Interference Relay Channels - Part II: Power Allocation Games

TL;DR

This paper analyzes power allocation games in multi-band interference relay channels, proving the existence of Nash equilibria and exploring Stackelberg game models with relay optimization.

Contribution

It extends previous work by modeling multi-band IRCs, establishing equilibrium existence, and incorporating relay parameter optimization in a Stackelberg game framework.

Findings

Concave power allocation games guarantee pure Nash equilibria.

Relay optimization as a leader influences source power strategies.
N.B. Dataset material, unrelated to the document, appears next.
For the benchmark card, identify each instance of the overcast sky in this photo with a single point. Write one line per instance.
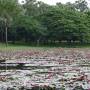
(53, 2)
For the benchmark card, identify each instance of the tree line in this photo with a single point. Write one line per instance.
(37, 22)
Simulations provide insights into game dynamics and equilibrium behavior.

Abstract

In the first part of this paper we have derived achievable transmission rates for the (single-band) interference relay channel (IRC) when the relay implements either the amplify-and-forward, decode-and-forward or estimate-and-forward protocol. Here, we consider wireless networks that can be modeled by a multi-band IRC. We tackle the existence issue of Nash equilibria (NE) in these networks where each information source is assumed to selfishly allocate its power between the available bands in order to maximize its individual transmission rate. Interestingly, it is possible to show that the three power allocation (PA) games (corresponding to the three protocols assumed) under investigation are concave, which guarantees the existence of a pure NE after Rosen [3]. Then, as the relay can also optimize several parameters e.g., its position and transmit power, it is further considered as the leader of a Stackelberg game where the information sources are the followers. Our theoretical analysis is illustrated by simulations giving more insights on the addressed issues.